そんな折、西澤信雄氏が仲間達と、地元の子供達に地元の自然や文化を体験させる活動を行っていた。西澤氏は滋賀県出身の方だが、40年も前に朝日連峰の自然を守るため、朝日鉱泉のつぶれかかった湯治宿を山小屋として再建し、様々な環境活動をなさっている方である。
声をかけていただき、私もミツバチ観察や蜜ロウソク作り体験で講師を務めさせていただいた。子供達が驚きの目で体験している姿を見て、森の魅力を、ミツバチを通して伝えられたことに感動した。これこそもう一つの自然保護活動だと思い、翌年にはスタッフに入れていただいた。そして、体験の基本や方法を学びながら、コンセプトを「自然やミツバチと仲良く」にする「ミツバチの森体験教室」を自分でも開催するようになったのである。
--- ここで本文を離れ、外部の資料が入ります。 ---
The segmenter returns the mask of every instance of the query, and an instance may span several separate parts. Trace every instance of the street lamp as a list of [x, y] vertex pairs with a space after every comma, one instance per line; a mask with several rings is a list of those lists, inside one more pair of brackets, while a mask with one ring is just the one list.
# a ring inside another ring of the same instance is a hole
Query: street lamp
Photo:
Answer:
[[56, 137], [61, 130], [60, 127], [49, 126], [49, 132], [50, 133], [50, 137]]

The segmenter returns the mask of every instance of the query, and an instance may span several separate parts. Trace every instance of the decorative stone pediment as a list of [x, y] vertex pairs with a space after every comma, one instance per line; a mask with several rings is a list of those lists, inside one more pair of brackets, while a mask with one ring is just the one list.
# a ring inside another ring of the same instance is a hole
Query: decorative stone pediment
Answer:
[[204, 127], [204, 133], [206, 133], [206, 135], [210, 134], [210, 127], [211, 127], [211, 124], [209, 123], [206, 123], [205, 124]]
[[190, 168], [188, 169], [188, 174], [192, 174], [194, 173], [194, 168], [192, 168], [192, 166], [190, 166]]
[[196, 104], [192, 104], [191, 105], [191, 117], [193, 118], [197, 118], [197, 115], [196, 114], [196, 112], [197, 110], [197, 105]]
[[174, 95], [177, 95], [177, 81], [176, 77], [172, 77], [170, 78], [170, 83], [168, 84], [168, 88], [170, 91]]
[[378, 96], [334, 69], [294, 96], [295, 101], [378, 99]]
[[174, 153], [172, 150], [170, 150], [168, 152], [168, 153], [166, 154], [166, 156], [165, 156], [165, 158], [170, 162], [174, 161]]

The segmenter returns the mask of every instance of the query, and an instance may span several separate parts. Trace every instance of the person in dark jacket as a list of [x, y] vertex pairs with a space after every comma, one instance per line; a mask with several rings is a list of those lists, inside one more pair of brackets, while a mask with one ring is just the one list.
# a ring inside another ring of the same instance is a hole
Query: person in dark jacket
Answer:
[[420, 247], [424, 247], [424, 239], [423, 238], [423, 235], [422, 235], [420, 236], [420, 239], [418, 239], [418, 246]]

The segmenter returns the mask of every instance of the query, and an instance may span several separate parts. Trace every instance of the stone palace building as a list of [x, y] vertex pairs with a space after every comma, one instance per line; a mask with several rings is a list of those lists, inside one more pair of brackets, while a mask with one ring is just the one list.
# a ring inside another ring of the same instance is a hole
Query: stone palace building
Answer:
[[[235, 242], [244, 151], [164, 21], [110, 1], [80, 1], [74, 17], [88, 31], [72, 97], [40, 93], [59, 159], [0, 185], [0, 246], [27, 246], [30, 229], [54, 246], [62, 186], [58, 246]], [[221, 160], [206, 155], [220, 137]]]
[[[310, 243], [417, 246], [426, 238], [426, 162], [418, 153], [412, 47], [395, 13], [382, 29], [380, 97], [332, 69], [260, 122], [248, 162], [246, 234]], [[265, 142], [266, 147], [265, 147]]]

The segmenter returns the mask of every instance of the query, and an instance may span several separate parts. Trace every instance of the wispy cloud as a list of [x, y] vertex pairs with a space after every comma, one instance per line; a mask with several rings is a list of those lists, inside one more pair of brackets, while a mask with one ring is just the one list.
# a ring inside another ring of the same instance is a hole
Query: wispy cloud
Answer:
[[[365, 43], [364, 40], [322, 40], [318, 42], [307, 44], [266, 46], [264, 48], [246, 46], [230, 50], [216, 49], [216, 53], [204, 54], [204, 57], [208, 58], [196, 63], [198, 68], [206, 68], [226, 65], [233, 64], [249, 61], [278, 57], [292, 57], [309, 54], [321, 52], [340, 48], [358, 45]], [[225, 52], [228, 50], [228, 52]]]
また、ちょうど同じ頃、友人に勧められたシュタイナー教育の本で、とても心惹かれる一節を見つけることができた。シュタイナー教育では、子供達に様々な体験をさせているが、それは技術を習得させるためではなく、体験したものと一生涯親しい気持ちで過ごせるようにするためだというのである。
ちょうどその頃に家族で体験した陶芸のことを振り返ると、確かに陶器に対して以前よりもはるかに親しみの気持ちがわいていることに気づいた。また、様々経験したアルバイトを振り返れば、辛い思いもあるが、やはりどれに対しても親しみの気持ちがわいて来る。それならば、養蜂や蜜蝋を体験した人は、自然に親しい気持ちになってくれるはずである。体験教室を開くことの意義を確信することができたのである。
そうして意気揚々と始めた体験教室だったが、前述の意気消沈する出来事がまもなく起こったのである。それ以来、体験教室をする意欲が湧かない中、なんとも気持ちの悪い思いでの受け入れが続き、悩みに悩んでいた。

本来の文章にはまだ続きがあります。